Many of these institutional checks have been dismantled by Xi, most notably the ten-year limit on his own term as party general secretary and president. From what we know about the current system, much of the collective leadership system created by Deng has been dismantled. None of the other members of the Standing Committee has remotely the power and prestige of Xi. The latter has also sought to build a cult of personality around himself, with an ideological emphasis on “Xi Jinping thought” and frequent comparisons of himself to great Chinese leaders of the past. As in the case of Russia, it is not clear that anyone in the senior leadership is capable of standing up against him. Xi has personally invested a huge amount of his own prestige in the zero-Covid strategy, and one imagines that it is extremely dangerous for anyone else in the CCP hierarchy to suggest otherwise.

The world has become increasingly divided between a part that is liberal democratic and a part that is autocratic. This division does not correspond neatly to the old 20th-century ideological divisions between communism, fascism, and democracy, so much as to differing approaches to state power. A liberal state seeks to limit the authority of the executive through multiple mechanisms. The most important is a rule of law, which constrains power by having it exercised under transparent and agreed-upon rules. Liberal polities create constitutional checks and balances to make sure that single individuals cannot simply do whatever they want, and if they are also democratic, leaders are subject to accountability for their actions.

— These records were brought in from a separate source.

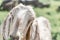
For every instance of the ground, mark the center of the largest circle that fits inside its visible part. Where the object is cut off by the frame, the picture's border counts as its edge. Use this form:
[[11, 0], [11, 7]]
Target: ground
[[50, 13]]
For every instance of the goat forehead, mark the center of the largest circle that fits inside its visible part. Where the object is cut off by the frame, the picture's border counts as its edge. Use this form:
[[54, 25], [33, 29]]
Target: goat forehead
[[21, 13]]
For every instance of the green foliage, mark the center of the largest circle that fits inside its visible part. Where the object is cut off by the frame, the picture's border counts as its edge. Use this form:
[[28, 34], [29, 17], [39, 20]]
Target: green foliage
[[50, 13]]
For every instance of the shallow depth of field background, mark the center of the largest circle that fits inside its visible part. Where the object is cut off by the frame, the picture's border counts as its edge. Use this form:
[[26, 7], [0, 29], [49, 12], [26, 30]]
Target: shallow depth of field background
[[50, 13]]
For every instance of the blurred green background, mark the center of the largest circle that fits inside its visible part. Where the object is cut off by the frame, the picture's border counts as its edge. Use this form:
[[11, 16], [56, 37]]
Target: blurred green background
[[50, 13]]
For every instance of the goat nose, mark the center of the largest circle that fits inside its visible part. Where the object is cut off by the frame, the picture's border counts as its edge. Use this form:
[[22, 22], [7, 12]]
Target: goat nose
[[14, 37]]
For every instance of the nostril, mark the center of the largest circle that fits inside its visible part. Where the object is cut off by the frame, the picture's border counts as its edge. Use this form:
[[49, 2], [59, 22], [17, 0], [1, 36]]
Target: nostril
[[14, 37]]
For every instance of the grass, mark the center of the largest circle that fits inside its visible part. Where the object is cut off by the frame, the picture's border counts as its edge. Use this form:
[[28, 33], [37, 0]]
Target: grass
[[50, 13]]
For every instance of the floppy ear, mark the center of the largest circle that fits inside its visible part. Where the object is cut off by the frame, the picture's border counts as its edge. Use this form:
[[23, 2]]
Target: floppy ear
[[44, 29], [40, 29]]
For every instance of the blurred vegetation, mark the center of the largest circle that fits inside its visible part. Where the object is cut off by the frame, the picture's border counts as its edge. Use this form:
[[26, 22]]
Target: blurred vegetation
[[50, 13]]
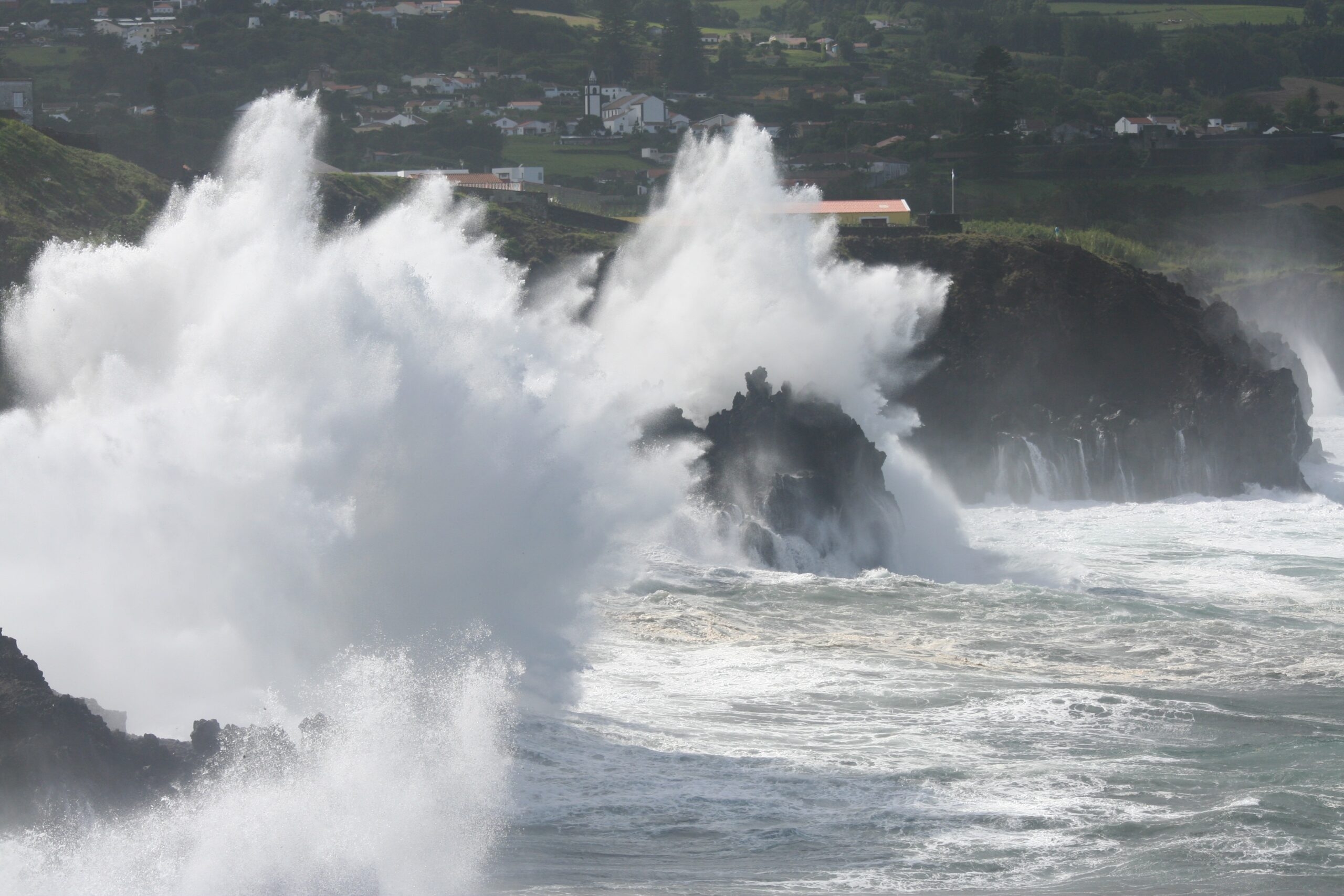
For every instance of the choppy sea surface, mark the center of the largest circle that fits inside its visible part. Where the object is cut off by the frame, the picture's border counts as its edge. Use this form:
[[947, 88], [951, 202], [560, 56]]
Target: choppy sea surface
[[1153, 702]]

The checks on power of a liberal system accumulated slowly over time. We are all familiar with the Magna Carta of 1215, under which the English King John agreed to limitations on his power over his barons. English kings were required to consult with their privy councils before making important decisions—the “king-in-council,” which was later expanded to the “king in Parliament.” Following the Glorious Revolution of 1688–89, power shifted altogether to Parliament and a prime minister, and an ever expanding circle of power holders.

The Chinese Communist Party from 1978–2013 had in effect a king-in-council system that forced the paramount leader to gain leadership consensus. This system is precisely the system that is being dismantled by Xi. Russia would have benefited greatly had Putin been forced to seek advice from a similar council, as there is evidence that some military officers were leery of invading Ukraine before the fact. What we have instead is a mad king Vladimir who, in the tradition of Ivan the Terrible or Stalin, can make arbitrary life-and-death decisions affecting the lives of millions of people, totally unconnected from reality.

I’ve argued elsewhere that the United States and other liberal democracies have developed overly constrained decision-making systems where so many stakeholders can block initiatives they don’t like such that the system becomes a paralyzed “vetocracy.” Yet this is an argument for loosening up our system a bit, and not for moving toward a Chinese-style dictatorship in the interests of efficiency or decisiveness. Fear of unconstrained power is one of the key reasons for preferring liberal government, with its checks and balances and need for broad consensus. We are being treated today to clear demonstrations of exactly why autocracy is so dangerous.